The issue of what to do about employee healthcare benefits took precedence as a priority at an earlier Board meeting. At that meeting, trustees reviewed a first draft of the 2012- 13 operating and maintenance budget and noted a proposed 12 percent increase for healthcare benefits as well as a 5 percent raise in employee wages/salaries.

Subsequently, Village Administrator Heather Kimmons learned from the Village’s insurance broker that premium costs with the Village’s current insurer have increased 30 percent. “This is a significant increase and will cause us to have to look at higher deductibles, alternate providers and healthcare savings plans,” she said.

Employee benefits first came under scrutiny a year ago when members of the now defunct Finance Committee expressed surprise that the Village was paying 100 percent of its full-time employees’ healthcare coverage. No changes were made at that time because of the research needed. Kimmons alerted trustees then that a commensurate raise in wages for most employees had to be considered if the benefits were to be reduced. Last September, five key employees had merited salary increases based on their job performances, and soon thereafter department heads conducted other employee evaluations for merit salary increases where deemed appropriate.

In suggesting that up to a 5 percent salary increase be budgeted for the new fiscal year, Kimmons classified that figure as “more than customary” but justified its inclusion by saying “…to avoid creating undue hardship to our employees, [we] should have something extra built in there because of the healthcare costs which employees would now be expected to pay out of pocket.” Mayor Hap Gilbert did not specify the amount, but said he was in favor of a raise for employees while having them pay for some portion of their healthcare insurance.

During that earlier budget discussion, Trustee Eric Morr had suggested a co-pay for using the services. “It puts the burden on the people who use the system,” he said.

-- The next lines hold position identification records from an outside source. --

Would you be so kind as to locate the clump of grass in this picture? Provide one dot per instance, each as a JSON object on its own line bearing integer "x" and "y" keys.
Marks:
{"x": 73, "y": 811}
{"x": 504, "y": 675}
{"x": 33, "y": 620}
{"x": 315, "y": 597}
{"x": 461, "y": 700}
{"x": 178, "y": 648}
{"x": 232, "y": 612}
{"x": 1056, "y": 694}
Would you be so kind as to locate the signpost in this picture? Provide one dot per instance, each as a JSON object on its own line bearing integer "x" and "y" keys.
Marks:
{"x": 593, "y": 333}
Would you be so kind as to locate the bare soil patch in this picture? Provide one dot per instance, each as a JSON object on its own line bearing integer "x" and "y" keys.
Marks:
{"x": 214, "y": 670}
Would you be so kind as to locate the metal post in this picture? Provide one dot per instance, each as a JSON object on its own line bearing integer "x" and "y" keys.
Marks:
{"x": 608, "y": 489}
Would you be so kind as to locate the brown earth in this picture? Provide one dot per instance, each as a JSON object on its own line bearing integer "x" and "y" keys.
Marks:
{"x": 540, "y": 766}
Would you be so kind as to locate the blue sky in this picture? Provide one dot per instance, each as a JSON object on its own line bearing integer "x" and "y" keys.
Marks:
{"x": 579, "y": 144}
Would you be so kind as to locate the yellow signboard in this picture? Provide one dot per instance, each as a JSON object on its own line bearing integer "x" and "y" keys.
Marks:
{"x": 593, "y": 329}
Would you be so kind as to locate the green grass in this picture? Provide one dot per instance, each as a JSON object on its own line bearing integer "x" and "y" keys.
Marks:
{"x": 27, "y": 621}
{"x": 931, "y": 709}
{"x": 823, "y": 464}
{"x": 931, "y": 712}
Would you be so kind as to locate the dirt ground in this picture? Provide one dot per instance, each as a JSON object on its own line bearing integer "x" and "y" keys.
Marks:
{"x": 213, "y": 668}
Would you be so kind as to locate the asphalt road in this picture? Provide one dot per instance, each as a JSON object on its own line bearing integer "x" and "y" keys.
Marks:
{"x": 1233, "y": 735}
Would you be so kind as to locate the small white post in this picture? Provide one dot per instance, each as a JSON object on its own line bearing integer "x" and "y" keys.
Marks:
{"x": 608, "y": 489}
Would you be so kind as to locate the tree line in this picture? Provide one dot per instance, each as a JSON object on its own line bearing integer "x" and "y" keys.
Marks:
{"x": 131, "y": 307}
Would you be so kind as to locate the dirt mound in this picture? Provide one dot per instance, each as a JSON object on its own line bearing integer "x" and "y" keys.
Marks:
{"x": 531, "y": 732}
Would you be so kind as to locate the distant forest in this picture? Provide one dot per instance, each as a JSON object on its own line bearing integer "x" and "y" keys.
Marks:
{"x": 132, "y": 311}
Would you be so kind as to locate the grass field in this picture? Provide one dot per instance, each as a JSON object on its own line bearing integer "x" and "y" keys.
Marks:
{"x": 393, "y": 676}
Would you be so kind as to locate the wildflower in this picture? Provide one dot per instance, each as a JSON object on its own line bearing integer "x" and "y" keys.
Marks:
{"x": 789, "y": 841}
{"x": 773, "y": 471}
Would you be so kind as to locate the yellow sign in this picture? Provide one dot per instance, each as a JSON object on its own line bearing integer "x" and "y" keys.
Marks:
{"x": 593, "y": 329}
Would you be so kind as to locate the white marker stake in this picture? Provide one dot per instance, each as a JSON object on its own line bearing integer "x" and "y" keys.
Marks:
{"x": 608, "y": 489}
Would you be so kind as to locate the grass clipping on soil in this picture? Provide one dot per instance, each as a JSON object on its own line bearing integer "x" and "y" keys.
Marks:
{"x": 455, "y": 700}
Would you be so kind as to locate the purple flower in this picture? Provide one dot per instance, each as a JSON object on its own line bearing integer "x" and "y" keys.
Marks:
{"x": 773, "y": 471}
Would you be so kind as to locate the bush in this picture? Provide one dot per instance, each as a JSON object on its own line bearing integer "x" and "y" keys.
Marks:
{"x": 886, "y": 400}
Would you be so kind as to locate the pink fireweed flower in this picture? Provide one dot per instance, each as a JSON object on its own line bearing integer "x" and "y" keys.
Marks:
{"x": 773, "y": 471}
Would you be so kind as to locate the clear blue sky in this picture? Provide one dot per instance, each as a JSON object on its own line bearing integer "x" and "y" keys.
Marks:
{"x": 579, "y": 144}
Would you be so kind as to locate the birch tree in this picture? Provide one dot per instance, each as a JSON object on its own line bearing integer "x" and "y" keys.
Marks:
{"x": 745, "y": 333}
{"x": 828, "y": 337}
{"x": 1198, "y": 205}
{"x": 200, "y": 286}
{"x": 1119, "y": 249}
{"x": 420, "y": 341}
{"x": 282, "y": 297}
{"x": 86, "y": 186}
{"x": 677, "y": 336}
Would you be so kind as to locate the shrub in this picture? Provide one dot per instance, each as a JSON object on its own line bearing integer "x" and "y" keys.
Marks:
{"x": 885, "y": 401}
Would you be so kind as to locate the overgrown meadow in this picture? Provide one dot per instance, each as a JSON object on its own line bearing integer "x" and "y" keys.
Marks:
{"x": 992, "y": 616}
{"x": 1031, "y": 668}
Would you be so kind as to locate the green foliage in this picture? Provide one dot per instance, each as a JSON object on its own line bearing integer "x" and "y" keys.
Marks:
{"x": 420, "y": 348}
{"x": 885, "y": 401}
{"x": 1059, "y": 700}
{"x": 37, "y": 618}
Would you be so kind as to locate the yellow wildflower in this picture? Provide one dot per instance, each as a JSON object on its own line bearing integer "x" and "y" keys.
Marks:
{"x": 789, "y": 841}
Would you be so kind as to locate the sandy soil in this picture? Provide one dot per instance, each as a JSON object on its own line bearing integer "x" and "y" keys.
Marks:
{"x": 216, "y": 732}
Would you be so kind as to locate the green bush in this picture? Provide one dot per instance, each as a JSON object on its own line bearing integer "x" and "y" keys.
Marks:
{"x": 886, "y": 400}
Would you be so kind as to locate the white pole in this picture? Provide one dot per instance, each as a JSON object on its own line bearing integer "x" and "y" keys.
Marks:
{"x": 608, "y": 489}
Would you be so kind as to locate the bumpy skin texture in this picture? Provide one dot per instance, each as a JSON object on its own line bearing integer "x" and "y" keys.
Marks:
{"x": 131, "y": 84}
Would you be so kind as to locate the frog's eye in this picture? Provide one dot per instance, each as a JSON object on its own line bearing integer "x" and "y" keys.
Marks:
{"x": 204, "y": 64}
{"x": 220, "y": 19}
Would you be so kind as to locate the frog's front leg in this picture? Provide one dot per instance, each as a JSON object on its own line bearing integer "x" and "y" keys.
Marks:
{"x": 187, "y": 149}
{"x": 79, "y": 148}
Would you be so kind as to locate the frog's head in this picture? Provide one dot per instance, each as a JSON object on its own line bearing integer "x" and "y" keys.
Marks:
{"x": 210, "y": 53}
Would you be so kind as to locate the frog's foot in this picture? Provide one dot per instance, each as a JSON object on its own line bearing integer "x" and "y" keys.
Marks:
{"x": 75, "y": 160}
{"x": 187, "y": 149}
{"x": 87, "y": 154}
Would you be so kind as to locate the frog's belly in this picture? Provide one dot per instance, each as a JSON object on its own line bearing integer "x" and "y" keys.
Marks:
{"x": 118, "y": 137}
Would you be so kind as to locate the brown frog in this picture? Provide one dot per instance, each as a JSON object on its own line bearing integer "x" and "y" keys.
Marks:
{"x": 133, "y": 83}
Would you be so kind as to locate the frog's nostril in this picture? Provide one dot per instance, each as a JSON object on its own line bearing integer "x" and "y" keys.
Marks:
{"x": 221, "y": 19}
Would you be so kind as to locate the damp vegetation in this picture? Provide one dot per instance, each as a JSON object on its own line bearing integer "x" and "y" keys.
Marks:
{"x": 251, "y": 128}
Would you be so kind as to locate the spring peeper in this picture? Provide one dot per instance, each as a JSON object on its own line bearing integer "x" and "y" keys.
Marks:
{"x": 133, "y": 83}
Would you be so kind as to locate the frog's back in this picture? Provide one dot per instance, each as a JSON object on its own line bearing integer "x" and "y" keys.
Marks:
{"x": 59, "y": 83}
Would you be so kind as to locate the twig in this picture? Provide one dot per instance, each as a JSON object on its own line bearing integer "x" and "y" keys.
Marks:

Trustee Steve Hubbard suggested instituting a high deductible. “The Village puts in X amount … [and] the employee puts in X amount because it’s their health. The first $3,000 goes against the deductible … it rewards people who don’t use it, and it saves quite a bit of money,” Hubbard said.

Kimmons said many counties and municipalities are re-examining employee benefits. She said it is not uncommon to see 100 percent coverage for employees and 50 to 75 percent for their dependents. “We [Forsyth] stand out since we pay 100 percent for dependents,” she said.